DEMO_PORT = "30999"  # Node port of rpt-data-provider.
data_source = DataSource(F"http://{DEMO_HOST}:{DEMO_PORT}")

START_TIME = datetime(year=2021, month=6, day=17, hour=12, minute=44, second=41, microsecond=692724)
END_TIME = datetime(year=2021, month=6, day=17, hour=15, minute=45, second=49, microsecond=28579)

# [2] Get events from START_TIME to END_TIME.
events: Data = data_source.get_events_from_data_provider(
    startTimestamp=START_TIME,
    endTimestamp=END_TIME,
    metadataOnly=False,
    attachedMessages=True,
)

# [3] Work with your Data object.
# [3.1] Filter.
filtered_events: Data = events.filter(lambda e: e['body'] != [])  # Filter events with empty body.

# [3.2] Map.
def transform_function(record):
    return {
        "eventName": record["eventName"],
        "successful": record["successful"]
    }

filtered_and_mapped_events = filtered_events.map(transform_function)

# [3.3] Data pipeline.
#       Instead of doing data transformations step by step you can do it in one line.
filtered_and_mapped_events_by_pipeline = events\
                                            .filter(lambda e: e['body'] != [])\
                                            .map(transform_function)

# Content of these two Data objects should be equal.
assert list(filtered_and_mapped_events) == list(filtered_and_mapped_events_by_pipeline)

# [3.4] Sift. Skip the first few items or limit them.
events_from_11_to_end: Data = events.sift(skip=10)
only_first_10_events: Data = events.sift(limit=10)

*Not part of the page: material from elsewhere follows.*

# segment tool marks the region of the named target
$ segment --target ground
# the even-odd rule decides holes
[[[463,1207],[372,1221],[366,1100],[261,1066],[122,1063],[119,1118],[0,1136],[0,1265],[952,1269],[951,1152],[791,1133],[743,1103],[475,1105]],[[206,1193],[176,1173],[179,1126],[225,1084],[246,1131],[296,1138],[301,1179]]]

# [3.5] Walk through data.
for event in events:
    # Do something with event (event is a dict).
    print(event)

# [3.6] Get number of the elements in the Data object.
number_of_events = len(events)

# [3.7] Convert Data object to the list of elements(events or messages).
# Be careful, this can take too much memory.
events_list = list(events)

# [3.8] Get event/message by id.
desired_event = '9ce8a2ff-d600-4366-9aba-2082cfc69901:ef1d722e-cf5e-11eb-bcd0-ced60009573f'
desired_events = [
    'deea079b-4235-4421-abf6-6a3ac1d04c76:ef1d3a20-cf5e-11eb-bcd0-ced60009573f',
    'a34e3cb4-c635-4a90-8f42-37dd984209cb:ef1c5cea-cf5e-11eb-bcd0-ced60009573f',
]
desired_message = 'demo-conn1:first:1619506157132265837'
desired_messages = [
    'demo-conn1:first:1619506157132265836',
    'demo-conn1:first:1619506157132265833',
]

data_source.find_events_by_id_from_data_provider(desired_event)  # Returns 1 event (dict).
data_source.find_events_by_id_from_data_provider(desired_events)  # Returns 2 events list(dict).

data_source.find_messages_by_id_from_data_provider(desired_message)  # Returns 1 message (dict).
data_source.find_messages_by_id_from_data_provider(desired_messages)  # Returns 2 messages list(dict).

2.3. Theory

The library provides stream data and some tools for data manipulation.

What’s the definition of a stream?
A short definition is "a sequence of elements from a source that supports aggregate operations."

  • Data object: An object of Data class which is wrapper under stream.
  • Sequence of elements: A Data object provides an interface to a sequenced set of values of a specific element type. Stream inside the Data object don’t actually store elements; they are computed on demand.
  • DataSource: Streams consume from a data-providing source (Report Data Provider) but it also can be collections, arrays, or I/O resources. DataSource object provides connection to th2-rpt-provider or read csv files from cradle-viewer.
  • Aggregate operations: Common operations such as filter, map, find and so on.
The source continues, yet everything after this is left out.